The Walentases’s interest was always in preserving the neighborhood and having it evolve, but in a very careful, managed way that would keep the older buildings as the heart of Dumbo. Designating it as a Historic District doesn’t mean absolutely nothing can ever change; it means nothing can change without the permission of the Landmarks Commission.
They have continued—not just the Walentases, but others as well—to construct new buildings in Dumbo, but they didn’t want to see it change dramatically. Walentas originally bought Dumbo because he loved the old buildings that were there. Most of his career, he has been renovating older buildings. He had no particular interest in building new. He felt the Historic District designation would prevent somebody else from coming in someday and doing something really stupid, like tearing down half of Dumbo and turning it into, you know, Long Island City.
So, essentially Landmarks looked at what David had already achieved and said, “This is something we want to preserve.”
Precisely. Those buildings really do constitute an ensemble; it has real quality, and it’s worth preserving. It’s definitely been a positive thing, and Walentas was smart enough to know that. He also knew what only some developers know, which is that the Landmarks process is not always your enemy.
Dumbo has gone through many different waves of gentrification.

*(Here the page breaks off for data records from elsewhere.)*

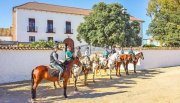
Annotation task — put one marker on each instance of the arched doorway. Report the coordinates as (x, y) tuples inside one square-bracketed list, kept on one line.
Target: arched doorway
[(69, 42)]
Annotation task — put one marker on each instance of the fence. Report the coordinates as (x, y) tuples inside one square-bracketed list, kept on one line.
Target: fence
[(17, 64)]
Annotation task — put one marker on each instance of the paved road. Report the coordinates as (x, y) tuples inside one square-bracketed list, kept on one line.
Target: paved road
[(161, 85)]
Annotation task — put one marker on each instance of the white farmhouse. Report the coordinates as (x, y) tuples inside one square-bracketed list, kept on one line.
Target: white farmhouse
[(35, 21)]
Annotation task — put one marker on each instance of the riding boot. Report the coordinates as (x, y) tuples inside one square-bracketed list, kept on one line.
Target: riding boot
[(60, 78)]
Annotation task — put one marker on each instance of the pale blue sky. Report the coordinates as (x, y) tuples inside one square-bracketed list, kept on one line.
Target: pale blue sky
[(136, 8)]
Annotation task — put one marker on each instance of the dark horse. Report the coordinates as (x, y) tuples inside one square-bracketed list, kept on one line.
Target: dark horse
[(125, 59), (136, 58), (41, 73)]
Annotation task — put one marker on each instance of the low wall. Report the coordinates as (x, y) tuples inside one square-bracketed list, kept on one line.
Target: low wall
[(16, 65)]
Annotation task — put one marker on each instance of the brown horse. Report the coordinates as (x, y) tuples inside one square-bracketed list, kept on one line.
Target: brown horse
[(86, 67), (41, 73), (125, 59), (136, 58)]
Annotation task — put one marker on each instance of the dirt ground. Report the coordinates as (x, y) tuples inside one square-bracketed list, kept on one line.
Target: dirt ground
[(160, 85)]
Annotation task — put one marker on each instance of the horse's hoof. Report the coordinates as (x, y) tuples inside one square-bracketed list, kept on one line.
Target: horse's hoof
[(76, 89), (66, 96), (33, 100)]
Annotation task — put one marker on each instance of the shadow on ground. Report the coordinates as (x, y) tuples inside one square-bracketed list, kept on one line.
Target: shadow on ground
[(20, 91)]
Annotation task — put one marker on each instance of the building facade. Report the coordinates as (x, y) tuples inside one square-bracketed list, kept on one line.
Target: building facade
[(35, 21)]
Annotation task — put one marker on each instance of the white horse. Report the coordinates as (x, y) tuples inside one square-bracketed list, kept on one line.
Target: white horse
[(112, 62), (76, 70), (86, 67), (95, 64)]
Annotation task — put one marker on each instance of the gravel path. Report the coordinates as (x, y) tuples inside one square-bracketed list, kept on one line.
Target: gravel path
[(160, 85)]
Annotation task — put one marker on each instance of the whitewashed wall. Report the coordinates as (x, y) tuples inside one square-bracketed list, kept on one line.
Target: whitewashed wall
[(16, 65), (41, 17), (5, 38)]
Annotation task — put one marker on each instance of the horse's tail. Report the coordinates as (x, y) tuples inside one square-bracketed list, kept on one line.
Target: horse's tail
[(33, 91), (32, 79)]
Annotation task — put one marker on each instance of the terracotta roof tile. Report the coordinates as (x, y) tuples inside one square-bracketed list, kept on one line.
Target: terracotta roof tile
[(135, 19), (5, 32), (59, 9), (53, 8)]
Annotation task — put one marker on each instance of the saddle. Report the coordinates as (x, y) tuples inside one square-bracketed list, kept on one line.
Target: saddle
[(53, 72)]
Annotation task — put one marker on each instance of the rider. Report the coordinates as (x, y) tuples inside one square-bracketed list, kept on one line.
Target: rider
[(113, 50), (106, 53), (130, 51), (87, 52), (55, 63), (68, 54), (121, 51), (78, 52)]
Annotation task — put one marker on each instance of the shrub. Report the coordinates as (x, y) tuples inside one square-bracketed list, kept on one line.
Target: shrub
[(20, 45), (149, 45)]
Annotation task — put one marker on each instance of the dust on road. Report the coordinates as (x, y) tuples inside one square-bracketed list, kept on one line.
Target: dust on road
[(160, 85)]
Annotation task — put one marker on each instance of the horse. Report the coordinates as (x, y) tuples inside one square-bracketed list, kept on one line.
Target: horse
[(136, 58), (95, 65), (76, 70), (118, 65), (41, 73), (86, 67), (112, 62), (124, 59)]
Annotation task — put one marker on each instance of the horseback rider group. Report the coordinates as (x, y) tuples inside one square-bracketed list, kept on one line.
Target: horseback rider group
[(59, 64)]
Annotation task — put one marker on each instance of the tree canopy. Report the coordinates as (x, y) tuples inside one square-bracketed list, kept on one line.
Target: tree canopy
[(108, 25), (165, 24)]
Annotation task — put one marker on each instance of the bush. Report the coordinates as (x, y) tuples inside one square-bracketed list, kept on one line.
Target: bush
[(149, 45), (20, 45), (40, 44)]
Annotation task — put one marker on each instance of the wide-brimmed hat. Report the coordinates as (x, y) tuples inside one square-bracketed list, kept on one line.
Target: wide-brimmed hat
[(55, 47)]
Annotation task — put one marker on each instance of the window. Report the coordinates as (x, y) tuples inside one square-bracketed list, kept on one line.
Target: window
[(68, 27), (50, 38), (50, 26), (31, 27), (31, 38)]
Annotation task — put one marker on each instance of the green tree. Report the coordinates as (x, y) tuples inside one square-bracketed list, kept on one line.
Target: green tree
[(106, 25), (165, 24)]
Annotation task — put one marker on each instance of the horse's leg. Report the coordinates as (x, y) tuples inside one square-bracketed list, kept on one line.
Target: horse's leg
[(35, 81), (127, 69), (58, 83), (65, 87), (35, 85), (94, 73), (85, 77), (124, 65), (110, 70), (134, 67), (54, 85), (116, 68), (119, 67), (75, 81), (99, 69)]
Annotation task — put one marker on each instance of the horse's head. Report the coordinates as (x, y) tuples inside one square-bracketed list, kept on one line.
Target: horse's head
[(130, 57), (76, 60), (95, 58), (140, 55), (87, 62)]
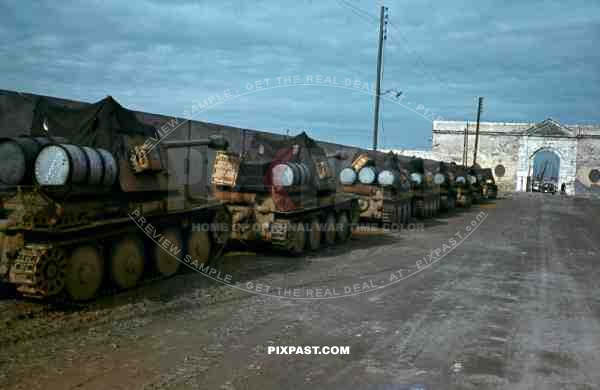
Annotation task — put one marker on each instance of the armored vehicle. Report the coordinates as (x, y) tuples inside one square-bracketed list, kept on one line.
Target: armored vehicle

When would you say the most recent one began, and what does it look like?
There have been at least two distinct waves of gentrification in the Walentas era, if you want to call it that. So, the first phase was commercial gentrification, when Dumbo was just a business neighborhood, because the zoning did not permit residential use. And while there were a bunch of illegal loft-dwellers, Walentas just inherited them. He didn’t create that. And it took a long time—between 15 and 20 years—to actually evolve it into a residential neighborhood as industry was fading. Finally, the City Planning Commission agreed to switch the zoning in Dumbo to allow residential use.
And then the second phase has been residential gentrification. First, they converted One Main Street into apartments, and that sold out before it was finished. So, it was clear that there was a huge demand. And they just kept going, turning multiple other buildings into apartments. Generally, they sold everything as fast as they could convert it. Both Walentas and other developers have also built a few new residential buildings as well.
You could say now that Dumbo has become so desirable that we’re in a third phase: a mature and expensive neighborhood.
In the book’s closing thoughts, you write that authenticity doesn’t come naturally to cities today—that if authenticity is going to exist, it needs to be managed or nurtured over time. That feels like a nod to what the Walentases did, but can you expand on what that means more broadly?
What David, Jed, and Jane understood was that if you gave up some income and rented to nonprofit and arts organizations, you could strengthen the neighborhood in the long run. To be fair, in the very early years, it’s not like they were going to get high-rent-paying tenants, anyway. People were not banging down the door to rent space for a lot of money in Dumbo. So Walentas was strategic; he knew what he could and what he couldn’t do.
They also understood that every great neighborhood—every great city—is a mix of design, intention, and accident. If they planned everything to the last square inch, it was not going to work. They had to be a little loose about it and just let a few things happen. In a real neighborhood, there’s never perfection. There’s always a little bit of mess. This is not Disneyland, after all. It’s still a real New York neighborhood. If you try to micromanage every last inch, you also get rid of a certain degree of authenticity.
Is there a next Dumbo in New York?
There’s nothing like this amazing combination of waterfront, great architecture, awesome infrastructure, and two of the greatest bridges in the world coming together. The combination of raw materials, so to speak, and a developer with Walentas’s sensitivity might just be a once-in-a-lifetime combination.
Interview has been lightly edited and condensed.